ROC curve analysis and optimal DDSI staining condition selection. ROC curves and AUC values for untargeted, targeted, and DDSI images of tumor vs. normal adipose tissue differentiation following staining using a range of dual-stain soak concentrations and incubation times for (A) probe pair A (Herceptin-Cy3b, DkRb-AF647) and (B) probe pair B (Herceptin-AF647, DkRb-Cy3b). (C) Tumor and normal tissue pixel intensity histograms, ROC curves, and AUC values for untargeted, targeted, and DDSI images following staining using probe pair B at 200 nM concentration and 1 min incubation time. Optimal points determined from ROC curve analysis are displayed on each ROC curve and as a vertical line on each pixel value histogram. ROC: receiver operator characteristic; AUC: area under curve; opt pt: optimal point.

Fig 5

HER2(+) and HER2(-) testing cohort for DDSI staining and IHC validation. (A) Representative color, fluorescence, DDSI, H&E, and HER2 targeted IHC images of MCF7-HER2 (HER2+) and MCF7 (HER2-) tumor and adipose tissue pairs following staining using the optimal staining condition (Probe pair B, 200 nM concentration, 1 min incubation time).

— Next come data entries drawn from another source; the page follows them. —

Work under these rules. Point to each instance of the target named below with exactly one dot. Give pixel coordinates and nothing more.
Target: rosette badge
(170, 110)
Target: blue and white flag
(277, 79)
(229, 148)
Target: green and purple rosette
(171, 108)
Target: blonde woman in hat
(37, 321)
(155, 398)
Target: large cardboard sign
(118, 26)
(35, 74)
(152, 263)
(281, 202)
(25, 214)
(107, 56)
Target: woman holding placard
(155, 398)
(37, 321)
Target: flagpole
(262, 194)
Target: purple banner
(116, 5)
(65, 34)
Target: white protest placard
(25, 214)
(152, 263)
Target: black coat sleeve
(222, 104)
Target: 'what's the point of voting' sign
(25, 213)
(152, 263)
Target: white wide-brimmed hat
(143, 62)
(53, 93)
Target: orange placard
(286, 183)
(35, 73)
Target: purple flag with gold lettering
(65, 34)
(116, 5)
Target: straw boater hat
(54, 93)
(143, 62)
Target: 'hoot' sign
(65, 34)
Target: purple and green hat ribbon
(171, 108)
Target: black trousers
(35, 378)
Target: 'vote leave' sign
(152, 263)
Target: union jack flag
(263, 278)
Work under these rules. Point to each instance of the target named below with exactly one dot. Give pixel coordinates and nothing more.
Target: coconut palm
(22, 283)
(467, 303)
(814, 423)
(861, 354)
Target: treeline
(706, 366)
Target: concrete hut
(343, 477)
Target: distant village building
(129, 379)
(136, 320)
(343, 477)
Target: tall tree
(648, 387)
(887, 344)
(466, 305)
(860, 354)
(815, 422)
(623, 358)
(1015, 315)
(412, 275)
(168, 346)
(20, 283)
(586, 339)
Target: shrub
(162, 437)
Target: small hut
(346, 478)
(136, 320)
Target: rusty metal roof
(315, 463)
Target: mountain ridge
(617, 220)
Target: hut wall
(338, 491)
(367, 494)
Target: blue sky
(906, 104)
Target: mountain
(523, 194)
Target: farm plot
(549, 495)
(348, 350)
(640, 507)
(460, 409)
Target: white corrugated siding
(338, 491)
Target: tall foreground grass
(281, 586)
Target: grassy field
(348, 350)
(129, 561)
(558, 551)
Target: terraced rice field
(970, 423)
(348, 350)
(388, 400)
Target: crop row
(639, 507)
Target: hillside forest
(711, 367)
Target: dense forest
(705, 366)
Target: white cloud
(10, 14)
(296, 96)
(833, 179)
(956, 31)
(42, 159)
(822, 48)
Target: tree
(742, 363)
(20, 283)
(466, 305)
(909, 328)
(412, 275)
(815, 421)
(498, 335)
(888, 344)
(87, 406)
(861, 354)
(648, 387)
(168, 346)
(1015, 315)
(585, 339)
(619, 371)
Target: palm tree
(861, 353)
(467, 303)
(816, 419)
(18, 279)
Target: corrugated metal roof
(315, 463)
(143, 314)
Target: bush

All images are representative of data collected for n=6 tumor and adipose tissue pairs per tumor cell line. All untargeted and targeted channel images are background corrected, normalized by their exposure time and calibration drop intensity, and displayed on equivalent color scales. DDSI images are displayed with equivalent color scales. H&E and IHC images were acquired from serial sections of the same tissue face imaged in the whole DDSI specimen images. Scale bars = 5 mm. (B) Tumor and normal tissue pixel intensity histograms, (C) ROC curves, and AUC values for untargeted, targeted, and DDSI images corresponding to each cell line. Optimal points determined from ROC analysis are displayed on each ROC curve (blue marker) and as a vertical line on each pixel value histogram. The optimal point determined from the training cohort data is displayed on the MCF7-HER2 tumor specimen ROC curve to demonstrate the diagnostic reproducibility under optimal staining conditions (orange marker). H&E: Hematoxylin & Eosin; IHC: immunohistochemistry; ROC: receiver operator characteristic; AUC: area under curve; opt pt: optimal point.